Dennis in Bellevue WA
[email protected]
I am in the process of building a shop and went through the same design question. My solution was to go with 10' walls and use pole barn trusses for the roof. I am currently framing in the top chord of the truss which I will insulate and panel the inside of with white steel (for light, ease of installation, and it doesn't hold dust) giving me about 15 feet of headroom in the center. That way I have plenty of room to put longer lumber on end and room for storage etc. I will hang lights off of the lateral braces along the bottom chord of the truss so they will be about 10' high. This is an adaptation of the shop I am currently sharing and I really like the additional vertical space between each truss. I am putting in in-floor heat so the heat will be where I am working. We will see whether this all works as planned. Good Luck!
Fritz
I think 10 feet is a minimum. I've worked in high ceiling areas and they are better space to work in. There's more room. Not horizontally, but vertically. Most of the time you don't need it but having it there feels better to me. The sound of the space is better too I think. When I have to work in cramped quarters I feel like a bull in a china shop.
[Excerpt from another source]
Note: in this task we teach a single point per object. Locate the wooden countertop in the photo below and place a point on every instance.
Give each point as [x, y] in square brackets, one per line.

Before I put the drywall ceiling in my shop this spring I had 4 ceiling hung racks (made from ply strips) for 12' extension ladder, wood storage and crap. The soon as I distroyed them to put the ceiling in I knew I was not going to build replacements. Really opened the area up and makes it look and feel better.
Enjoy, Roy
Hi.
I'm in process of finishing my current dream shop....24 X 40 w/10'6" ceiling on the first floor...basically 10 foot high walls on top of 6' concrete stem walls...so I get get the floor wet without messing up the rock.
While I'm just finishing and haven't "worked" in the shop yet, all of the wood that I've purchased so far easiliy fits vertically.
I've got lights basically screwed to the ceiling and that works well...along with doors and windows that let in light.
If I did it again, I would change a thing....don't think any higher is necessary.
Good luck. I plan to post some pictures eventually.